3. **Final Combination**. The final result is the single non-zero contribution from the outer loop, which is $1 \cdot \text{InnerSum} = 42$.
**Remark**
Both methods yield the same answer. However, the optimized "divide and conquer" strategy transforms a huge memory problem into a highly efficient, targeted lookup.
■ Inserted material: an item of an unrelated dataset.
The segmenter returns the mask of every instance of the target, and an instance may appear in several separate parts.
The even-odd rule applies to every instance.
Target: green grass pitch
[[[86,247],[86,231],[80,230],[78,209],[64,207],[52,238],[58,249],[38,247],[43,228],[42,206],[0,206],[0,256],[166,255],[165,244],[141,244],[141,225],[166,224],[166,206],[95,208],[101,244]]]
By splitting the variables and processing the sum as a nested filter, the prover can navigate an exponentially large domain using only polynomially-sized resources.
:::
## Summary
This document outlined two primary optimizations for the sumcheck prover that deliver significant performance improvements.
1. **Small-Value Optimization**: By using a hybrid strategy with a Lagrange-based precomputation phase for the first $\ell_0$ rounds, we replace a large number of expensive `ll` multiplications with cheaper `ss` and `sl` ones. This yields both asymptotic and practical speedups.
2. **Equality Polynomial Optimization**: By splitting the summation domain and factoring the `eq` polynomial, we reduce the prover's memory from $O(N)$ to $O(\sqrt{N})$ and save a substantial number of field multiplications.
When combined, these techniques make sumcheck-based systems like Jolt significantly faster and more memory-efficient, reducing the prover runtime by factors of 2-3x in typical scenarios and over 20x in memory-constrained settings.